T24 - İsrail Dışişleri Bakanı Avigdor Lieberman'ın Türkiye'ye yönelik C planı iddialarını değerlendiren Türkiye Büyük Millet Meclisi Başkanı Cemil Çiçek, "Bunlar sorumsuz açıklamalar, bunlar tarihi ilişkilere gölge düşürür" dedi.
Çiçek, 12. Uluslararası Beypazarı ve Yöresi Festivali'nin açılışında yaptığı konuşmada, isim vermeden İsrail Dışişleri Bakanı Avigdor Lieberman'ın Türkiye'ye yönelik C planı iddialarını değerdirdi.
Birlik ve beraberlik vurgusu yaptığı konuşmasında Çiçek, özellikle Türkiye'nin bulunduğu coğrafyada son dönemde yaşanan gelişmelerin bu birlik ve beraberliğin önemini ortaya koyduğunu söyledi.
Son 3-5 ayda bu coğrafyanın çevresinde, “ibretle dikkatle takip etmek gereken olaylar yaşandığını dile getiren Çiçek, şöyle konuştu:
“Sadece yaşanan olaylara değil, bu olayları yatıştırmak için kullanılan yöntemlere bir bakın, yapılan açıklamalara bir bakın. Tarih duygusundan yoksun, kadir kıymet bilmez insanların kendi halkından kopuk, halka sırtını dönmüş, sorumsuz sorunlu açıklamalarıyla barışa katkı sağlamak yerine kin ve nefreti körükleyen bir kısım insanların devlet yönetici sıfatıyla görev yaptığı bir bölgenin ortasında bulunuyoruz. Onun için bu şenlikler aynı zamanda bizim bu gerçeklerin buralarda bilinip, dillendirilip, birbirimize daha sıkı sarılmamız gerektiğini de açıkça ortaya koyuyor.
Yapılan açıklamalara baktığınızda kandan, kinden, şiddetten, dehşetten, vahşetten, insanlık dışı yol ve yöntemlerden medet umanların bakan sıfatıyla, devlet yöneticisi sıfatıyla açıklamalar yaptığına şahit oluyoruz.
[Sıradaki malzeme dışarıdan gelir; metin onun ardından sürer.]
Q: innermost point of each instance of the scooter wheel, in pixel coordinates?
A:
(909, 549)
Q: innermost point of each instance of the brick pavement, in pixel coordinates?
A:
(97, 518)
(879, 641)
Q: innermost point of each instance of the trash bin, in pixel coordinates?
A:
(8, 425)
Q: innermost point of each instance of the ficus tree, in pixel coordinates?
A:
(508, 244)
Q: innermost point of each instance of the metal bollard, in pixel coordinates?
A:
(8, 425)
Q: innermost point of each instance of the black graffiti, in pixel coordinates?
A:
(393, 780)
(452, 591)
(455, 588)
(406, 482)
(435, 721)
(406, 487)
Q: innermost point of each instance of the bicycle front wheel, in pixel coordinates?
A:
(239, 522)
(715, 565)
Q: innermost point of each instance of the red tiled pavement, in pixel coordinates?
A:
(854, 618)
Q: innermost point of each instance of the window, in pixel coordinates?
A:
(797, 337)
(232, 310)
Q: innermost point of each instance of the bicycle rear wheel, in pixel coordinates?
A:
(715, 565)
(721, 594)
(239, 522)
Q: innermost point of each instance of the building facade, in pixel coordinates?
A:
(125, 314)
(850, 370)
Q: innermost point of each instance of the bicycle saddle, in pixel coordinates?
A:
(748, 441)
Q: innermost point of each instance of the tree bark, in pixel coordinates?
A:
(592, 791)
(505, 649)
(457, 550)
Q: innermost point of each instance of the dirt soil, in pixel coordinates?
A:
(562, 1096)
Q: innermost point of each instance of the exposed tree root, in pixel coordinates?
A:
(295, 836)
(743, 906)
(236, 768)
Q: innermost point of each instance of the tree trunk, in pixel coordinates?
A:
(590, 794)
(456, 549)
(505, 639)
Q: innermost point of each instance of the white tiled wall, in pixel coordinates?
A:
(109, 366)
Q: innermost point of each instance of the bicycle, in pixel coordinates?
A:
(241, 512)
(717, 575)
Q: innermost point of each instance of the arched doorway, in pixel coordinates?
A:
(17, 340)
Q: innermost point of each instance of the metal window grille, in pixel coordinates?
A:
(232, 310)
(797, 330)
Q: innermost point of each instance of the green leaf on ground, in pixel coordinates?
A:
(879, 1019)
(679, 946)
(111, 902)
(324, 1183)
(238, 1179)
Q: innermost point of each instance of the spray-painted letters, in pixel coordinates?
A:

Bunlar bizi üzüyor. Bunlar sorumsuz açıklamalar, bunlar tarihi ilişkilere gölge düşürür. Tarihte yaşadığımız ve insanlık adına yaptığımız dostluğa karşı verilmesi gereken cevaplar değil tam bir sorumsuzluk örnekleridir. Bunu ifade etmek isterim. Bu yaşadığımız sorunlara çözüm getirmez, giderek daha da sorunların karmaşık hale getirilmesine sebebiyet verir.”
"Şantaj unsuru yapılmasın"
Türkiye'nin uzun yıllardır terör sorunuyla uğraştığını belirten Çiçek, şunları kaydetti:
“Hep ifade ettim, bugün bu şenlik vesilesiyle bir kere daha ifade etmek istiyorum. Türkiye Cumhuriyeti devletinin uğraştığı sadece etnik bölücü terör, onların kandırarak dağa çıkardıkları değildir. Şimdi bunların arkasında kimlerin olduğu, kimlerin olacağı da bu açıklamalarla ortaya çıkıyor. Akan şehit kanında, akan göz yaşında bu sorumsuz zihniyetlerin rolünün olduğunu biz biliriz. Kimse bizim bildiklerimizi Türkiye Cumhuriyeti devletine şantaj unsuru olarak kullanmasın. Çünkü bunun en fazla acısını gün gelir kendileri de çeker.
Onun için bir taraftan şenlikleri yapacağız, ama öbür taraftan da bu sorumsuzlukların, bu hezeyanların, bu şantajların devlet politikası haline getirilmeye çalışıldığı bir dünyada, bir bölgede yaşadığımızı unutmadan bu şenlikleri birliğimizin beraberliğimizin kuvvetlenmesi, güçlenmesi noktasında da önemi bir fırsat imkan olduğunu düşünüyoruz.”